Back when you took one bath a week, on Saturday night so you would be clean for church on Sunday. Back when our evening meal was pinto beans, cornbread, onions, and milk at least six days a week. On Sundays we usually had meat, usually pork or chicken. We did have days off and we did go to school, but during planting or harvest season and many days in between, it was sunrise (sometimes when the dew dried off) until dark for all members of the family, practically regardless of age. Where a stomach ache meant a teaspoon of Castor Oil and an ear ache earned you a few drops of warmed mineral oil in the ear.
No air conditioning. No sitting in an air conditioned office 8 hours a day with regularly schedules breaks and many unscheduled trips to the water cooler or coffee pot, and stealing time from your employer playing games on the computer or participating in forums like BYC. Vacations or overnight trips were unheard of. You had animals to tend. Besides, those trips take money, and if you raise your own food and make a lot of your own clothing and other stuff, you don't have much money floating around. And what little you do have, you need for things you can't grow or make.
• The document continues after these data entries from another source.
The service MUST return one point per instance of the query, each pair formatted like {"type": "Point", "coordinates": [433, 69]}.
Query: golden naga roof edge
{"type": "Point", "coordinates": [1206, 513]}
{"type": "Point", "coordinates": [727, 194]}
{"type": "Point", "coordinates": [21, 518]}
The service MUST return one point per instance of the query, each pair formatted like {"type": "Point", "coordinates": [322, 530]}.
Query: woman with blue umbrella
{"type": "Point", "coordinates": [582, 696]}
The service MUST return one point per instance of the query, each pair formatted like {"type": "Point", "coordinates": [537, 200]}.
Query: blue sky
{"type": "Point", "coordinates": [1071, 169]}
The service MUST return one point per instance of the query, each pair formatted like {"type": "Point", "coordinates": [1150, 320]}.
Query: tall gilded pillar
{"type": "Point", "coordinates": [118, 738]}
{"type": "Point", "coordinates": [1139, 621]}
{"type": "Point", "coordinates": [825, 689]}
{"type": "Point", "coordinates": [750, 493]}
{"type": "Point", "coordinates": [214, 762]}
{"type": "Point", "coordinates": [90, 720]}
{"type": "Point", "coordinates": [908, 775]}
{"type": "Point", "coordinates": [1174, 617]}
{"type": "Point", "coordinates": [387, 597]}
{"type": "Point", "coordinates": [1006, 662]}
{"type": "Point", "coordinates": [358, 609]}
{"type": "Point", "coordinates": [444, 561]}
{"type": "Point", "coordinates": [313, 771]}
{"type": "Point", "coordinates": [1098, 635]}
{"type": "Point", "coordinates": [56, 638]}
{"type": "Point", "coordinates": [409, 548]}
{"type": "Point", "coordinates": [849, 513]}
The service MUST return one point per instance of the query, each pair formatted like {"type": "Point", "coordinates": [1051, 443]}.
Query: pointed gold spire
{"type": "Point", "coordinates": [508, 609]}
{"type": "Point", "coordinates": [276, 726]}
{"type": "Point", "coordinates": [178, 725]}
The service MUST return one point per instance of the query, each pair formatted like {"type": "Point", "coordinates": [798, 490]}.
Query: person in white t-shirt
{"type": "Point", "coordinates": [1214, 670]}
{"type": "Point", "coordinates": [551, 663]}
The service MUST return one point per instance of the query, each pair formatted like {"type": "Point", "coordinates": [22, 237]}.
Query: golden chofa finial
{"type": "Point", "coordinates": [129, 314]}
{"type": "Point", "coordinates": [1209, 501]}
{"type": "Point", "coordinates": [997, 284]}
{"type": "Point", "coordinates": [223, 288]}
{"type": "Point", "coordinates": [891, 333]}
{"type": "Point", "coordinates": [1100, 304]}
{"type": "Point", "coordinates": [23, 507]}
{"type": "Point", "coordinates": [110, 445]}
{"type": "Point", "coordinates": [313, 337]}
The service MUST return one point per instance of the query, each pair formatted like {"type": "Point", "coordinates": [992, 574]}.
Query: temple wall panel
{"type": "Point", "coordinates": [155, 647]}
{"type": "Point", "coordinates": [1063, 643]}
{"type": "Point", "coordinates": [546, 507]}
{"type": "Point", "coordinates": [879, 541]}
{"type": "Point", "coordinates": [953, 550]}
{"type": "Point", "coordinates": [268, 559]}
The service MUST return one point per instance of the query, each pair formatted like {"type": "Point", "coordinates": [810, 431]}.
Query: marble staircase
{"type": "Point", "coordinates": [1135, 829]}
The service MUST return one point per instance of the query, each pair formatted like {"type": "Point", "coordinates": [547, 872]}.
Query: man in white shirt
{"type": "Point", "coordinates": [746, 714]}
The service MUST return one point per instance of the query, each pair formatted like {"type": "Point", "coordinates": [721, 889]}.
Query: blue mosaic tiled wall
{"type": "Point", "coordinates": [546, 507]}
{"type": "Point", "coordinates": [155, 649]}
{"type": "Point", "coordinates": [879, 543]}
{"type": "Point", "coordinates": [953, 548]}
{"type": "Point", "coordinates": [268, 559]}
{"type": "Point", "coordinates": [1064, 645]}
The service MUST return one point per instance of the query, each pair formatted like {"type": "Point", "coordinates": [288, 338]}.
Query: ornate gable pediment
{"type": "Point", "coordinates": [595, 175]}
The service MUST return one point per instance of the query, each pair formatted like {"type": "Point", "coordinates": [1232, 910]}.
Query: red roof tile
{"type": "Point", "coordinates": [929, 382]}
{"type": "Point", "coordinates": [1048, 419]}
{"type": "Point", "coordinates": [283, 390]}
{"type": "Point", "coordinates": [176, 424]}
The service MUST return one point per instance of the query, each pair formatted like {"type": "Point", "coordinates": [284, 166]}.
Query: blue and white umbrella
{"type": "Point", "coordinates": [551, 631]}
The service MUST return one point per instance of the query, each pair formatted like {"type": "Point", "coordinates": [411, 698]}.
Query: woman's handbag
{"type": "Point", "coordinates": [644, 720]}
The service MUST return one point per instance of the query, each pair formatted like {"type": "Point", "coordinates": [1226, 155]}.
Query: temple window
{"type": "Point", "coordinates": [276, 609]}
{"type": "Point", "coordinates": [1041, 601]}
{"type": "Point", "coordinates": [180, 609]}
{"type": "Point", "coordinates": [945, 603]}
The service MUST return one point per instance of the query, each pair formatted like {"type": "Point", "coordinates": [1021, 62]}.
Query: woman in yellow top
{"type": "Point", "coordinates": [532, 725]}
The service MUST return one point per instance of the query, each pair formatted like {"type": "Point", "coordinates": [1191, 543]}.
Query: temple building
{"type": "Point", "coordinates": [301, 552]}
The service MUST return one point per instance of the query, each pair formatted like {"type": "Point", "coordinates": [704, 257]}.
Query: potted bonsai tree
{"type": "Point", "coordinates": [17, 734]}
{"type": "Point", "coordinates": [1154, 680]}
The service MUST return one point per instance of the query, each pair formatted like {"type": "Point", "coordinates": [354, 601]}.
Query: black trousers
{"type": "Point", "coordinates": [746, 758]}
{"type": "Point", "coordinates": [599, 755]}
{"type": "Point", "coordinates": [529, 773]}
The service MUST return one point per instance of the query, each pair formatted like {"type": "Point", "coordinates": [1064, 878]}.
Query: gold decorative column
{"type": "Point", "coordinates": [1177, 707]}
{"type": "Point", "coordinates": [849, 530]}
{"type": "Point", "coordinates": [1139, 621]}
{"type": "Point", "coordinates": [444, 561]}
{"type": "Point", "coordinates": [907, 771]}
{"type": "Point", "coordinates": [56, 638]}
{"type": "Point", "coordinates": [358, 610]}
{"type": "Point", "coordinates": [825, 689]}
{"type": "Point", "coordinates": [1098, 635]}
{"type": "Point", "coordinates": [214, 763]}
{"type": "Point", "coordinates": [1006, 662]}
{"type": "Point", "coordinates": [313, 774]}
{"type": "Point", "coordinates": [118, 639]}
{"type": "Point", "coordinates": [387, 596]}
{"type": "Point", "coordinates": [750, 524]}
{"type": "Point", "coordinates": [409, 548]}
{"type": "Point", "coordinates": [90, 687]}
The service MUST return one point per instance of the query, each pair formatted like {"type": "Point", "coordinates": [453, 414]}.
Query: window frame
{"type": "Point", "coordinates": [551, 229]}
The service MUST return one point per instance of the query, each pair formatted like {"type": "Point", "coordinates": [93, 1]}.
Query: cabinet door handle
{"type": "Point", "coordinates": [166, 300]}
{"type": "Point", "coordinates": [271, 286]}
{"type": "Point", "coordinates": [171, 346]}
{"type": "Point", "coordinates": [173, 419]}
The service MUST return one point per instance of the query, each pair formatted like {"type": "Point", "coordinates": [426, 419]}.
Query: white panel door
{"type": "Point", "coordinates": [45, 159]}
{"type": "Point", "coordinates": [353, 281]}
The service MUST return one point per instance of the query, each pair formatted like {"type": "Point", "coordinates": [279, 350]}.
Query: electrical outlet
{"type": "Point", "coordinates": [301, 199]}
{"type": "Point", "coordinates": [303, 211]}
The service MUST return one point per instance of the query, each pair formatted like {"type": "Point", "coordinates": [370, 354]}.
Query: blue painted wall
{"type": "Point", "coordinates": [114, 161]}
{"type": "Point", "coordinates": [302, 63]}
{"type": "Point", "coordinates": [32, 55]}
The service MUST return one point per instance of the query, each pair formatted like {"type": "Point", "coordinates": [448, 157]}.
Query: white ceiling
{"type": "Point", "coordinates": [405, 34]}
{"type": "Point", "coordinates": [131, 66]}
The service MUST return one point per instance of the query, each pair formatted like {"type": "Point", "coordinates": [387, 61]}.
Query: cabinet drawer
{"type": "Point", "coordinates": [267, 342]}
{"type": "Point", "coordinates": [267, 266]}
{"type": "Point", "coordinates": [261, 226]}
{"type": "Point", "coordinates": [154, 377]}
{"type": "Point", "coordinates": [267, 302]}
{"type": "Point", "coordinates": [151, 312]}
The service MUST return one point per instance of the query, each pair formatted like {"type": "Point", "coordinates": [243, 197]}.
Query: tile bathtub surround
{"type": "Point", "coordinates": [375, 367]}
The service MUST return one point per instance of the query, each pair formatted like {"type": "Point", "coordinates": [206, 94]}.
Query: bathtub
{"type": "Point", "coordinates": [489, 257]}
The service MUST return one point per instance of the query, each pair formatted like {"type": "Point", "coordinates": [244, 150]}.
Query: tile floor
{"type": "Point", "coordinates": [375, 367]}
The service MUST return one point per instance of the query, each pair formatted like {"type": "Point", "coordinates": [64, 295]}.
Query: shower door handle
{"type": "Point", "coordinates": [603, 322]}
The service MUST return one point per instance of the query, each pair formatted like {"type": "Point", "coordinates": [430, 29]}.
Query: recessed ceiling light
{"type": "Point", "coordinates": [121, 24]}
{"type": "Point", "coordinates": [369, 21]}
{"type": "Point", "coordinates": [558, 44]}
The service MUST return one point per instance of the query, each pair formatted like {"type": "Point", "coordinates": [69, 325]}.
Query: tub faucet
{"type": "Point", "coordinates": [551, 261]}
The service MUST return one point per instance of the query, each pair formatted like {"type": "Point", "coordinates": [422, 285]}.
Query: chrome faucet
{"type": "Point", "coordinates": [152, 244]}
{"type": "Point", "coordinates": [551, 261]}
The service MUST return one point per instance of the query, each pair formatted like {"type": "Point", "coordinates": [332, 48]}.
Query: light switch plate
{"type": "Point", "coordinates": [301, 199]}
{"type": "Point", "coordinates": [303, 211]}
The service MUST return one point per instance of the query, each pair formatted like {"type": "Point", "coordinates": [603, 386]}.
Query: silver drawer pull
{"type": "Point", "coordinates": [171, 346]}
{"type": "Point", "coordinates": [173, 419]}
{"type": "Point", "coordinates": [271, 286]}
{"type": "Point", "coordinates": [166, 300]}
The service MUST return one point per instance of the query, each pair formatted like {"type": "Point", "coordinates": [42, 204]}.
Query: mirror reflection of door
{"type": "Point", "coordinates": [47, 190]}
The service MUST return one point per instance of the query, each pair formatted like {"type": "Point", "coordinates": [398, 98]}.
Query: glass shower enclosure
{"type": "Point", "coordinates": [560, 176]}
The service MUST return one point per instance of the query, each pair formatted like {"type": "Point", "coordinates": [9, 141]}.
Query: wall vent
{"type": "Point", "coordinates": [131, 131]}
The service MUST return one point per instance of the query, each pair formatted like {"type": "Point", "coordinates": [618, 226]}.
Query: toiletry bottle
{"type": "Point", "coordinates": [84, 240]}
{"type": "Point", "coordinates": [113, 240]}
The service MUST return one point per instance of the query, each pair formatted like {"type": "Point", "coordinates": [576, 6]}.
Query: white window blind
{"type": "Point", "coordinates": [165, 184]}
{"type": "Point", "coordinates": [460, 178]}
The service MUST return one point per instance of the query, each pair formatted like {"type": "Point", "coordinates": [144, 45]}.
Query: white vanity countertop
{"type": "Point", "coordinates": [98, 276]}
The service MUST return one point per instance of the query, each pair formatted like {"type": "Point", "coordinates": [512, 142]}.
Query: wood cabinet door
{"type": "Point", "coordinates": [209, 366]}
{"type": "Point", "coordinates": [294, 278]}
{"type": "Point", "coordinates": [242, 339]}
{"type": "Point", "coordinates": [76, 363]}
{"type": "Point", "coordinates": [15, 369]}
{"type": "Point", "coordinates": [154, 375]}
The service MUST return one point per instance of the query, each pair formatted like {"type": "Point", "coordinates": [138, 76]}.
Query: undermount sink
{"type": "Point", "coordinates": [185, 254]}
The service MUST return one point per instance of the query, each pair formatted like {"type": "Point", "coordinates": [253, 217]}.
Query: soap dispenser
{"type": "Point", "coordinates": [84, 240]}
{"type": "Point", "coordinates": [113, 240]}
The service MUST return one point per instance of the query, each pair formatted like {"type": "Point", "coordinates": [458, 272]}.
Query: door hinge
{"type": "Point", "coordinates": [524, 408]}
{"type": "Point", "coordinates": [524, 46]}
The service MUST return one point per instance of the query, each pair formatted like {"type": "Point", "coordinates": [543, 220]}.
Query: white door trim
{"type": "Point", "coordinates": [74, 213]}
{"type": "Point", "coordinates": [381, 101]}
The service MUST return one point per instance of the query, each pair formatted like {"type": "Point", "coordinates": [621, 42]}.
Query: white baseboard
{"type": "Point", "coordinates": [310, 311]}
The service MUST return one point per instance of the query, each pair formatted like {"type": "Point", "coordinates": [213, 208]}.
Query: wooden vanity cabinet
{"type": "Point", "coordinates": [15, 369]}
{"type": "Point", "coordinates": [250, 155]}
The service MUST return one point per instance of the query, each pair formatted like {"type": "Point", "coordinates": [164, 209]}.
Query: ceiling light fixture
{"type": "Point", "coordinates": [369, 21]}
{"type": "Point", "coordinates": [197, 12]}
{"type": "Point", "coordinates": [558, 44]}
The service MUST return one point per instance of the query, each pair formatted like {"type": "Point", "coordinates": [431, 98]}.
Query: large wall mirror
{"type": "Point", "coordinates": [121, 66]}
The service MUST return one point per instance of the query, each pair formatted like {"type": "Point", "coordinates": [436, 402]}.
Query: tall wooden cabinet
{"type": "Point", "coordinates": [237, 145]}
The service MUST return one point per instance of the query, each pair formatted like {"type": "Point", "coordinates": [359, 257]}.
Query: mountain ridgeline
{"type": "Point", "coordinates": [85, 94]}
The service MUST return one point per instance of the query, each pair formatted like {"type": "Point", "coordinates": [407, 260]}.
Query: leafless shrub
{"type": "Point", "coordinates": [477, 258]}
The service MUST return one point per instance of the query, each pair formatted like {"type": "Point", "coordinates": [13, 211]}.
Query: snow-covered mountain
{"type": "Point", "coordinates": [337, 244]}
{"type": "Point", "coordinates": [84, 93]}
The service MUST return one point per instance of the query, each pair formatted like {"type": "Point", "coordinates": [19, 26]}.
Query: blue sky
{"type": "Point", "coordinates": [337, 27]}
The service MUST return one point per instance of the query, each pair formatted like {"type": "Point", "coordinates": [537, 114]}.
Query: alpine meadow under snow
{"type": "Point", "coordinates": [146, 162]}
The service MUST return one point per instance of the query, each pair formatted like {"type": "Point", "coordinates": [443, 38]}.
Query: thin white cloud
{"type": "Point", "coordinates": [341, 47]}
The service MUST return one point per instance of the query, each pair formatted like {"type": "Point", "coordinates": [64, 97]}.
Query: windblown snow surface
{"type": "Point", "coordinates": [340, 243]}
Where you carry water up a hill from a well for wash day, two 2-gallon buckets at a time. Where running water is in a creek if you have one, but for most people is only after a rain. Where you are glad the new Sears and Roebuck catalogue came so you can use the old catalogue in the outhouse instead of those rough corn cobs.
Oh, yes, I could wax nostalgic about the good old days for quite a while. And I really did enjoy my childhood. It wasn't what I would call easy, but it had plenty of fun times in it. I prefer the way I was raised to how I raised my kids, but times change.
I do agree with raising chickens in dirt. It is their natural environment. Even my brooder raised chicks get a healthy helping of dirt from the run on their third day to help them get the right probiotics in their system and the wrong stuff too so they can start working on their immunities. And I have no problems with kids being kids and them getting dirty. I do not equate children and animals though. My kids got baths. My chickens never have.